Wednesday, May 14, 2008

New SJC Decision Holds Medpay Provides Coverage Before Health Insurance

Mike Tracy at Rudolph Friedman, http://www.rflawyers.com/, has forwarded to me a decision handed down on May 12, 2008 by the Supreme Judicial Court of Massachusetts, upholding a clause of a health insurance contract that requires Medpay to be exhausted before the health insurer is required to pay. Metropolitan Property and Casualty Ins. Co. v. Blue Cross and Blue Shield of Mass., Inc. (I should note that Mike, who is on top of everything relating to insurance coverage issues, actually forwarded this decision to me on the 12th.)

MedPay is an optional coverage of motor vehicle insurance. It is not part of the PIP scheme, but provides medical coverage to an insured after PIP payments have been exhausted. I haven't run into MedPay issues very often. I think the main reason is that most people who have health insurance don't bother to purchase it, even though it can cover health insurance copayments or other gaps in medical insurance coverage. People who don't have health insurance, I imagine, tend not to purchase any optional coverages as they raise the price of their auto insurance.

In Metropolitan, Rice was injured in a motor vehicle accident. He had PIP and Medpay coverage under a Metropolitan auto policy and had health insurance with Blue Cross. Met paid the first $2,000 of his medical bills under PIP coverage.

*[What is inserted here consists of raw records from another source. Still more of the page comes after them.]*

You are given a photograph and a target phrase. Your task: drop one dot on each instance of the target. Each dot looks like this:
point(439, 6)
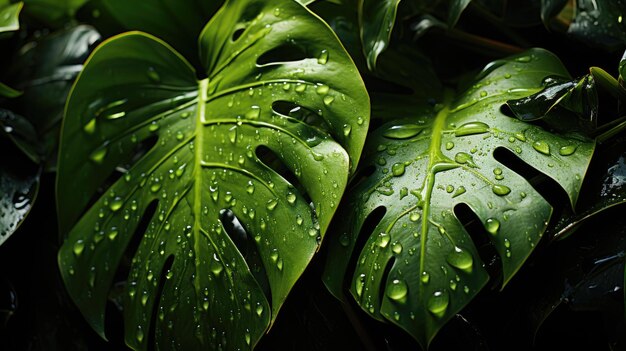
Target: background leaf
point(418, 265)
point(227, 183)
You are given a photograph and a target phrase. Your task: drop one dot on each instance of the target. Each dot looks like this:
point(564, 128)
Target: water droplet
point(500, 190)
point(153, 127)
point(79, 247)
point(464, 158)
point(250, 188)
point(323, 58)
point(397, 290)
point(397, 169)
point(438, 303)
point(404, 131)
point(153, 75)
point(396, 248)
point(425, 277)
point(90, 127)
point(471, 128)
point(322, 89)
point(359, 283)
point(98, 155)
point(460, 259)
point(347, 129)
point(232, 134)
point(116, 204)
point(254, 113)
point(542, 147)
point(459, 191)
point(139, 334)
point(383, 240)
point(291, 198)
point(492, 225)
point(567, 150)
point(344, 240)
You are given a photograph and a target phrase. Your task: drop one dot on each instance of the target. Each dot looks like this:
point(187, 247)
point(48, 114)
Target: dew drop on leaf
point(542, 147)
point(460, 259)
point(404, 131)
point(397, 290)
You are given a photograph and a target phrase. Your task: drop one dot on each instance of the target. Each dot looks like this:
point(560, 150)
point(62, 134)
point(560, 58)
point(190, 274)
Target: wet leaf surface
point(220, 189)
point(418, 265)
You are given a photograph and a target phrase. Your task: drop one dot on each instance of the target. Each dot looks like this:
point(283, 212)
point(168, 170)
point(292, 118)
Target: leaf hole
point(547, 187)
point(372, 220)
point(238, 233)
point(486, 250)
point(288, 52)
point(158, 293)
point(237, 34)
point(384, 278)
point(273, 161)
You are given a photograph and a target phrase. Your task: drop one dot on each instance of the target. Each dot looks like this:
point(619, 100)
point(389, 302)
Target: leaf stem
point(482, 44)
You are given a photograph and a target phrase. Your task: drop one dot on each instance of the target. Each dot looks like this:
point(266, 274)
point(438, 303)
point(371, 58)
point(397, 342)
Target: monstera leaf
point(419, 266)
point(228, 182)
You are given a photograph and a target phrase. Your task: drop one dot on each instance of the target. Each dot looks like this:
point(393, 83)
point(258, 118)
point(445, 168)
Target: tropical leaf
point(177, 22)
point(19, 177)
point(9, 17)
point(44, 71)
point(419, 266)
point(229, 182)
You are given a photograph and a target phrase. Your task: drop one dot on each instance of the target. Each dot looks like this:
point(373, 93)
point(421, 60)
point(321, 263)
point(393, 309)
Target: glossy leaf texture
point(419, 266)
point(9, 16)
point(177, 22)
point(228, 183)
point(19, 176)
point(44, 71)
point(376, 19)
point(600, 23)
point(53, 13)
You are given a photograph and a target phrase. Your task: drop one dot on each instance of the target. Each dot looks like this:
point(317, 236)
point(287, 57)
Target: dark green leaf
point(376, 19)
point(577, 100)
point(600, 23)
point(9, 17)
point(54, 13)
point(45, 70)
point(19, 178)
point(177, 22)
point(419, 266)
point(279, 83)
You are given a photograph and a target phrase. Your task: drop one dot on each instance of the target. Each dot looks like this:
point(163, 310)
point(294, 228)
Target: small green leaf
point(244, 170)
point(419, 266)
point(9, 17)
point(376, 18)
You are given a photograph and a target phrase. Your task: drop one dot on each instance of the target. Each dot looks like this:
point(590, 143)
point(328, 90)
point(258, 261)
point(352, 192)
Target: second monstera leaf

Rice submitted the remaining bills to Blue Cross.

Blue Cross denied coverage on the grounds that its subscriber certificate stated, "Unless required by law, coverage under this contract will be secondary when another plan [defined elsewhere to include MedPay coverage] provides you with coverage for health care services." Metropolitan brought a declaratory judgment action, seeking a declaration that it was not obligated to provide medical benefits to Rice after his PIP coverage was exhausted.

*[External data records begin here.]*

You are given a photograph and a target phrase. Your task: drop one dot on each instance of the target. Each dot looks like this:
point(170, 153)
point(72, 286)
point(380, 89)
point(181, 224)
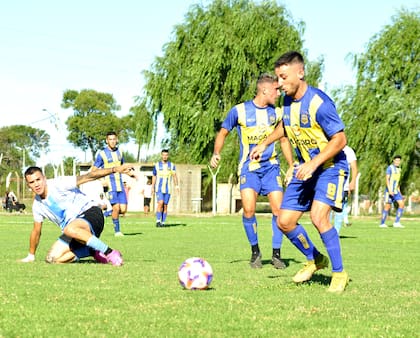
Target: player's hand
point(256, 152)
point(215, 159)
point(28, 259)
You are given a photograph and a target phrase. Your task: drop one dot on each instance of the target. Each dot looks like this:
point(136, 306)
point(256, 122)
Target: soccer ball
point(195, 274)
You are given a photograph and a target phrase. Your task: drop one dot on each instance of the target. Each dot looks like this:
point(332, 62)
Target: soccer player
point(317, 134)
point(349, 187)
point(79, 218)
point(254, 120)
point(110, 157)
point(393, 193)
point(163, 173)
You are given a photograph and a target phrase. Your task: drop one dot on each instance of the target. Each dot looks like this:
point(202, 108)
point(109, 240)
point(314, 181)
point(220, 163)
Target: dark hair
point(266, 78)
point(32, 170)
point(288, 58)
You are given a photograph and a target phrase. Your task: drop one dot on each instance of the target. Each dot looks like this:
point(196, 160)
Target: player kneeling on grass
point(80, 219)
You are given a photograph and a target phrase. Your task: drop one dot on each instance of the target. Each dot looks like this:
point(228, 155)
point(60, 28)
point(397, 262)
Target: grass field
point(144, 299)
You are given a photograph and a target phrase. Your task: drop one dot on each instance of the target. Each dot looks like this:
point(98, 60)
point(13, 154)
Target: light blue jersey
point(63, 204)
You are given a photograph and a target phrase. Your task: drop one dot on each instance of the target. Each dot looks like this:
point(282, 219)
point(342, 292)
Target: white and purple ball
point(195, 274)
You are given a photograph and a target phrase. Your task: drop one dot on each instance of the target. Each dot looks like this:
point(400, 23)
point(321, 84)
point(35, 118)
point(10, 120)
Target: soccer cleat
point(277, 262)
point(100, 257)
point(339, 281)
point(305, 274)
point(255, 261)
point(115, 258)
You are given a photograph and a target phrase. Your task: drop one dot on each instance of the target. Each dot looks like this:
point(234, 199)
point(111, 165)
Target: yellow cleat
point(305, 274)
point(339, 281)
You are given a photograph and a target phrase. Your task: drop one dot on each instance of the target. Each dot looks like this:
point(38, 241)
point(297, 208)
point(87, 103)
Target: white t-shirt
point(63, 204)
point(351, 157)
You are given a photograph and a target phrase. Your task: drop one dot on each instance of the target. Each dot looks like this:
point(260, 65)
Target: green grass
point(144, 299)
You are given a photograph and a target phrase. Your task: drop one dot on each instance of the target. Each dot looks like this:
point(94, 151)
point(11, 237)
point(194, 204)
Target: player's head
point(268, 88)
point(164, 154)
point(36, 180)
point(112, 140)
point(290, 70)
point(397, 160)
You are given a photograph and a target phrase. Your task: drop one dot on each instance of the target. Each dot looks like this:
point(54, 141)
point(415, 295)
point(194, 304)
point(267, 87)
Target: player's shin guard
point(277, 239)
point(398, 215)
point(332, 244)
point(250, 226)
point(300, 240)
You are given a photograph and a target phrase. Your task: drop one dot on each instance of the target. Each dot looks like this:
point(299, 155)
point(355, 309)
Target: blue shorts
point(163, 197)
point(117, 197)
point(262, 182)
point(95, 218)
point(391, 199)
point(325, 185)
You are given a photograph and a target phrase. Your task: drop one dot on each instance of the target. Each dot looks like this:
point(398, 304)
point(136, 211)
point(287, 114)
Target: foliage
point(18, 143)
point(381, 112)
point(144, 299)
point(94, 116)
point(212, 64)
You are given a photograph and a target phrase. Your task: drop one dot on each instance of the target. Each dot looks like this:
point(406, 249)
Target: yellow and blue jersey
point(108, 158)
point(394, 178)
point(253, 125)
point(310, 122)
point(164, 173)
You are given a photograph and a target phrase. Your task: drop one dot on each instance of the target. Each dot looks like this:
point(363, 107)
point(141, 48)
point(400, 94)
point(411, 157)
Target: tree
point(94, 115)
point(212, 64)
point(381, 112)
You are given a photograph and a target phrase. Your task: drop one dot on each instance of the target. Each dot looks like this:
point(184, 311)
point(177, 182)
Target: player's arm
point(276, 134)
point(98, 173)
point(33, 242)
point(218, 146)
point(353, 173)
point(337, 142)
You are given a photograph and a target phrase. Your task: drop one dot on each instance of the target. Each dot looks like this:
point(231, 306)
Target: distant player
point(393, 193)
point(164, 172)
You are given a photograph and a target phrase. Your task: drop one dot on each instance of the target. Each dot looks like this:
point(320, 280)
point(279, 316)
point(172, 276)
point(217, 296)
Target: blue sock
point(300, 240)
point(250, 226)
point(384, 216)
point(116, 222)
point(277, 239)
point(96, 244)
point(332, 244)
point(399, 214)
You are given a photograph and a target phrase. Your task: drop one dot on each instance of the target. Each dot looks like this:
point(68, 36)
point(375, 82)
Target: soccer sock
point(384, 216)
point(250, 226)
point(96, 244)
point(332, 244)
point(277, 238)
point(398, 215)
point(300, 240)
point(116, 222)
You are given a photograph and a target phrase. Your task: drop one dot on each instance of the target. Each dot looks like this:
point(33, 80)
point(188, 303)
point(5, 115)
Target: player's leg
point(87, 230)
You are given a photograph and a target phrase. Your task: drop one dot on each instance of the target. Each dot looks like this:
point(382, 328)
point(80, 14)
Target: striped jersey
point(310, 122)
point(253, 125)
point(164, 172)
point(108, 158)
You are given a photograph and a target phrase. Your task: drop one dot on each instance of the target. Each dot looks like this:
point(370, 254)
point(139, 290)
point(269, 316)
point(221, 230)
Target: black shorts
point(95, 218)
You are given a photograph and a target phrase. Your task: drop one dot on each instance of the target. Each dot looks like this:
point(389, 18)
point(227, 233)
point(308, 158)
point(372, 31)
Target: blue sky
point(49, 46)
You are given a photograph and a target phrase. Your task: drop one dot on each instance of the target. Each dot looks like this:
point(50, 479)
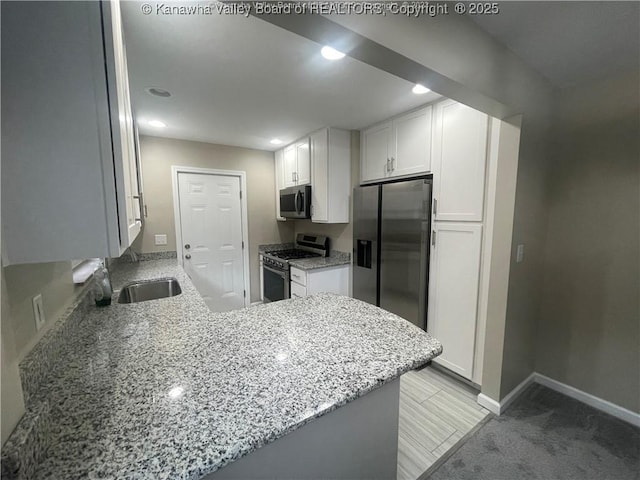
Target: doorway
point(211, 234)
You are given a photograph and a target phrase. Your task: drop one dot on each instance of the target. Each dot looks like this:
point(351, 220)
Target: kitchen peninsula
point(167, 389)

The SJC noted that by statute a health insurer may not deny coverage because of the existence of PIP benefits, but that no statute prohibits a health insurer from denying coverage because of the existence of MedPay benefits.

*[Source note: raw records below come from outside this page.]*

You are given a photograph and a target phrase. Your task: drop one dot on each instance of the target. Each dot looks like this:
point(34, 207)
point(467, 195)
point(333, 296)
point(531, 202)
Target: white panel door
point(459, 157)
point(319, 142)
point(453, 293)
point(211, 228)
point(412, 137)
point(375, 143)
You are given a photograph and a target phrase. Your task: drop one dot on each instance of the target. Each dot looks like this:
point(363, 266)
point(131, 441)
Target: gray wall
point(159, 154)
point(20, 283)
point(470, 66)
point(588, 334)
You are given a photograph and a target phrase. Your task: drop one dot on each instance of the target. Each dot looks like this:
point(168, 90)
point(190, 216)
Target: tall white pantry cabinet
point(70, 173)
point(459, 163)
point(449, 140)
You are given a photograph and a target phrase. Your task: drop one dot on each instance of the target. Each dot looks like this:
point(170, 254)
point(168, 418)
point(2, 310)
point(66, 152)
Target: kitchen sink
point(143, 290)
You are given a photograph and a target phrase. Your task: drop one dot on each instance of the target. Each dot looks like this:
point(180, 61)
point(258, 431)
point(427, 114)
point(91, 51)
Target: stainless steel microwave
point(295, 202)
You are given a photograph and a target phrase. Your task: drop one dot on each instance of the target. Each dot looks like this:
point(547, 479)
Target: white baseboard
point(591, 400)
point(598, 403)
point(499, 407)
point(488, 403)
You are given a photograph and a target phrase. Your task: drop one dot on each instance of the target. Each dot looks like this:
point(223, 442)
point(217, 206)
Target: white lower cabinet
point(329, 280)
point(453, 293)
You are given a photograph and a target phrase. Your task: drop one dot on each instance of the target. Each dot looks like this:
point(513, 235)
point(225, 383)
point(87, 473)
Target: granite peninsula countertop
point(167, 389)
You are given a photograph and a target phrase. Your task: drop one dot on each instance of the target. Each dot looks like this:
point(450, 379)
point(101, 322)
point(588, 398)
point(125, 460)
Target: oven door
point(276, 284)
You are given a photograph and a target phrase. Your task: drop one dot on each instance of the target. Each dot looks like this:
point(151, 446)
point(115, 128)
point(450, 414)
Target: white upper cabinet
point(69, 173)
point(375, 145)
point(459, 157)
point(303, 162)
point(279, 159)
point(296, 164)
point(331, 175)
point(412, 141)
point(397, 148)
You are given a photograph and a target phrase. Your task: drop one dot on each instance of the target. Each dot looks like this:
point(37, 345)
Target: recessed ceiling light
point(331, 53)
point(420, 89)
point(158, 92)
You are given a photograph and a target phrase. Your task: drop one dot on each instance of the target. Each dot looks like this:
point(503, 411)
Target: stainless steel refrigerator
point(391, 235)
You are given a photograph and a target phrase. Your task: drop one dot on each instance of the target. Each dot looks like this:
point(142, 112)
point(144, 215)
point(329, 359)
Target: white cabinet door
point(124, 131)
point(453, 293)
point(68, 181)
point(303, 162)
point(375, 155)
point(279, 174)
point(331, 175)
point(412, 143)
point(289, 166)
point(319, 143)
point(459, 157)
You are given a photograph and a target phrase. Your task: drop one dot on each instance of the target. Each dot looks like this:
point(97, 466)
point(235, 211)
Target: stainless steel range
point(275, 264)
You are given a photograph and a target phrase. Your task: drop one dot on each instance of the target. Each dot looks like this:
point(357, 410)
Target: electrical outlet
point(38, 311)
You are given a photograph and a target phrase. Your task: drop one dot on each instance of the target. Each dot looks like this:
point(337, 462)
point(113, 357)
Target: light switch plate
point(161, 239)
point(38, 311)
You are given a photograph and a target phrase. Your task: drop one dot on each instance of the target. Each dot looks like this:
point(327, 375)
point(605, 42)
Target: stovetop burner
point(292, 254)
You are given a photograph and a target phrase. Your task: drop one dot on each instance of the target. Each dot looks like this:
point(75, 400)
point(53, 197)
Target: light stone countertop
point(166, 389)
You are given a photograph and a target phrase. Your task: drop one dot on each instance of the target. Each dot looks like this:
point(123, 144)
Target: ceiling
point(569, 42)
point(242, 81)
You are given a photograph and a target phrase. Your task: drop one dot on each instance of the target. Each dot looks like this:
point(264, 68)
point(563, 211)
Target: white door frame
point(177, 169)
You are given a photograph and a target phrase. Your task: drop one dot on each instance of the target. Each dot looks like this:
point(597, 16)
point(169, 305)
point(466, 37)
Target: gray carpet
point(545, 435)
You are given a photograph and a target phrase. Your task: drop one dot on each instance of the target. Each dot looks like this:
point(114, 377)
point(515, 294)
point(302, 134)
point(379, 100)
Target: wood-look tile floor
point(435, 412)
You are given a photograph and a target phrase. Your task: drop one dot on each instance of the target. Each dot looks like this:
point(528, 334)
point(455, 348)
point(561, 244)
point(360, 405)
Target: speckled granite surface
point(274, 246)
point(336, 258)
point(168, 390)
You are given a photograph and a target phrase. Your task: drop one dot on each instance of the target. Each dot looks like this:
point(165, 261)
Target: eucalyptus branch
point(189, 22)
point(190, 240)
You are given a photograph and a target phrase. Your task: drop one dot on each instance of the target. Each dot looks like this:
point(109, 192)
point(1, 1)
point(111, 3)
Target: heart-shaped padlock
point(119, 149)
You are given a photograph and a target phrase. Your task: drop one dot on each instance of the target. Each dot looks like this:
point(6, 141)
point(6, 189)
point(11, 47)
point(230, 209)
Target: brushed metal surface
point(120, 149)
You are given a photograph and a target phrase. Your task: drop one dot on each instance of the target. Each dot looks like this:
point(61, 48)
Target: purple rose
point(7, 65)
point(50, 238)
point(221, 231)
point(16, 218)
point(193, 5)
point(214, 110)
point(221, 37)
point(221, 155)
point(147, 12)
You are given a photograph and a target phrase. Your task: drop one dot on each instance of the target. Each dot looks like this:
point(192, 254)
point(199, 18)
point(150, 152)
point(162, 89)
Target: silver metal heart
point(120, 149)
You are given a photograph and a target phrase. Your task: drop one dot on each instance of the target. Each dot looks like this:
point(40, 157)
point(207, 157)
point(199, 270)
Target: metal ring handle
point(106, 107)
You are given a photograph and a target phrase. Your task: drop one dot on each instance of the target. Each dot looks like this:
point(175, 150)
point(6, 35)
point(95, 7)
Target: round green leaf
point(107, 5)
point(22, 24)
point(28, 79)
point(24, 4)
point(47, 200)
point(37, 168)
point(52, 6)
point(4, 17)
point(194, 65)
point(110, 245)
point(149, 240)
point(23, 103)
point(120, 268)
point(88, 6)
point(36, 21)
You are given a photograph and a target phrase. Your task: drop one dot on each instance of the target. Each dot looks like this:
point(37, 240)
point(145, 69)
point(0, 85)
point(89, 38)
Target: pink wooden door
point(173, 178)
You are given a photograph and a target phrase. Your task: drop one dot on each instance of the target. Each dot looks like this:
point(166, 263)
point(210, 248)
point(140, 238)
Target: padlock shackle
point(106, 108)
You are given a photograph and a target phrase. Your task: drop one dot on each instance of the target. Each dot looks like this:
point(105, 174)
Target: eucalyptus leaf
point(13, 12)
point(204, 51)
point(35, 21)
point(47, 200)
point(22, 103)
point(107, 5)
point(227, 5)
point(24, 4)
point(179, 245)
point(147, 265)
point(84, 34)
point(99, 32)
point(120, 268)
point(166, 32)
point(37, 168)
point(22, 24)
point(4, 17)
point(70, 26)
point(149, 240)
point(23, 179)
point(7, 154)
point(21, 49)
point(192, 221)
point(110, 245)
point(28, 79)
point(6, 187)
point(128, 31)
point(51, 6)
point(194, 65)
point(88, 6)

The SJC rejected Met's argument that if health insurance would not cover the additional medical bills, Met would cover it under PIP, not MedPay. The SJC stated that such an action would be illogical and contrary to the intent of the PIP statute of keeping the costs of compulsory PIP insurance low. The SJC went further and stated that when a health insurer denies coverage because of the existence of MedPay benefits, the motor vehicle insurer must cover those medical costs under MedPay, not PIP.